What data sources feed a release quality dashboard?
Two sides of a join. Error data — releases, error groups, and rollups tagged with a release ID — comes from Sentry or Raygun. Deploy records come from Vercel, GitHub, or GitLab, with version, timestamp, environment, and status. Land both in a database as releases, error_groups, and error_rollups tables; the release tag on errors is the field that makes everything else possible.
How is this different from a software delivery dashboard?
The software delivery dashboard measures how fast and often you ship — pull requests, pipelines, and deployment frequency. Release quality measures what shipping did to production — errors, regressions, and rollbacks per release. They share the deploy table and meet at the DORA metrics: throughput comes from the delivery side, while change failure rate and MTTR need this dashboard's error and incident joins.
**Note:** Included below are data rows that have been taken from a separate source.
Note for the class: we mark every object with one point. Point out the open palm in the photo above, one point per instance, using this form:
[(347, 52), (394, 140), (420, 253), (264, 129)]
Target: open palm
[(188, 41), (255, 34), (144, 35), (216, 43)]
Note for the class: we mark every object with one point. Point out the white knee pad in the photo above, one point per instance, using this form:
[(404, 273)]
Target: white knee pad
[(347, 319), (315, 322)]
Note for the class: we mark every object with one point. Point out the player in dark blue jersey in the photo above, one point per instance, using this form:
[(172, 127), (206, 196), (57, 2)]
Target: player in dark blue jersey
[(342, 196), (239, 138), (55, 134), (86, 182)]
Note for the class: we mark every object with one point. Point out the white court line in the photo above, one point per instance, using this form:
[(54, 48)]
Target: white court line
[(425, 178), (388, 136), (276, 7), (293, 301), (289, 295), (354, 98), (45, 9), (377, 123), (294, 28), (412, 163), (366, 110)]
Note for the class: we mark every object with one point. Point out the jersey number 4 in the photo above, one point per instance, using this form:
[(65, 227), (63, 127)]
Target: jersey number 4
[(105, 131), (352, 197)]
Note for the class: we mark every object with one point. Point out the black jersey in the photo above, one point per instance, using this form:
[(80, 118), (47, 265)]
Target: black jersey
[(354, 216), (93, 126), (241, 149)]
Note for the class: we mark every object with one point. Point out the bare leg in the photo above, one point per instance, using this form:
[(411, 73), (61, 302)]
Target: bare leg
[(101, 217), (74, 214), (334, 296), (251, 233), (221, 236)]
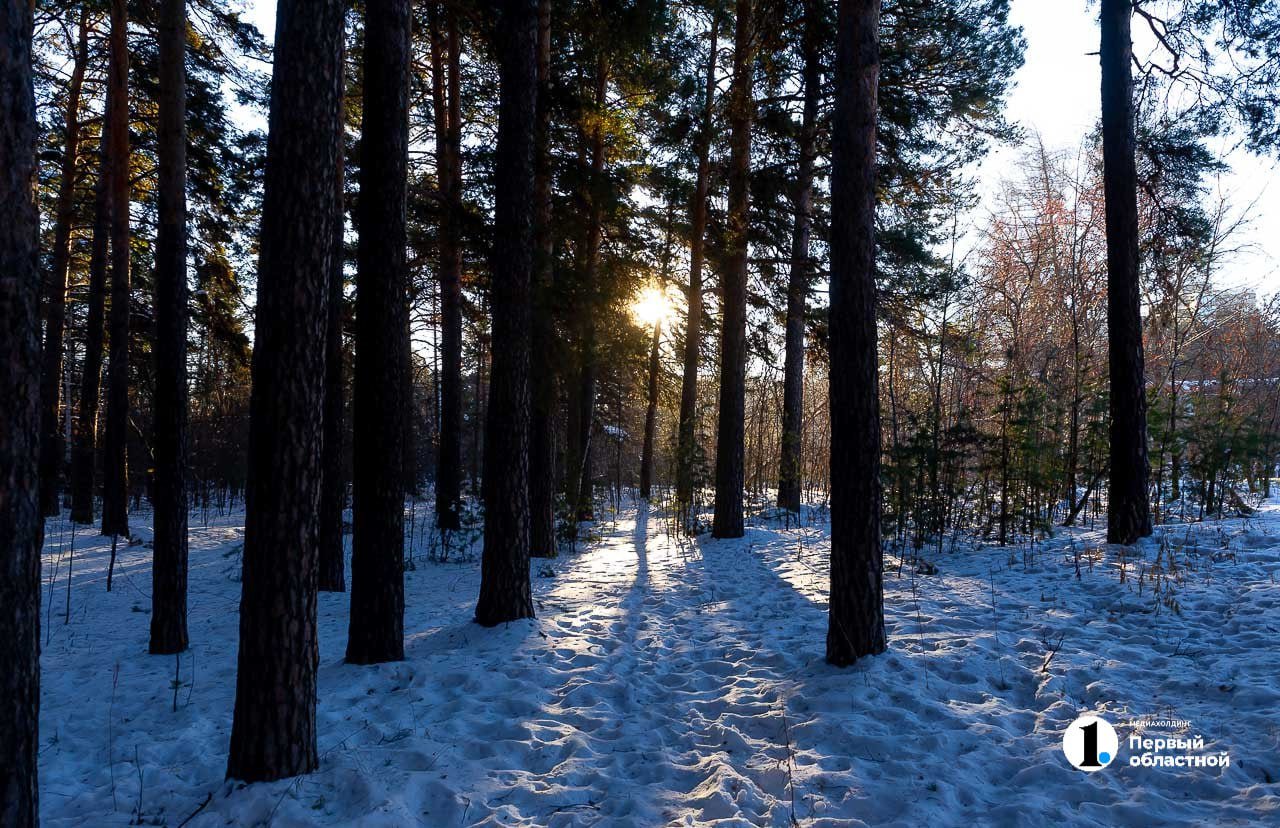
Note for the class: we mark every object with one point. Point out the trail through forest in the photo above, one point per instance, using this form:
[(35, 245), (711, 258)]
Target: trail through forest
[(672, 681)]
What if my errors aren't tagged with releases?
Fix that first — it's one SDK config line in Sentry or Raygun, and without the tag this dashboard can't attribute anything. Until it ships, you can approximate by time window: count error groups first seen in the 24 hours after each deploy. That misestimates slow-burn regressions and overlapping releases, so caveat the cards and treat the numbers as directional until real tagging lands.
How do you measure change failure rate from this data?
Define a failed change once — a deploy that was rolled back, hotfixed, or linked to an incident — then compute change failure rate as failed deploys over total deploys per period. The releases table provides the denominator; rollback status, incident links, and new-error-group spikes provide the numerator. Pair it with deployment frequency and MTTR to complete the DORA stability picture.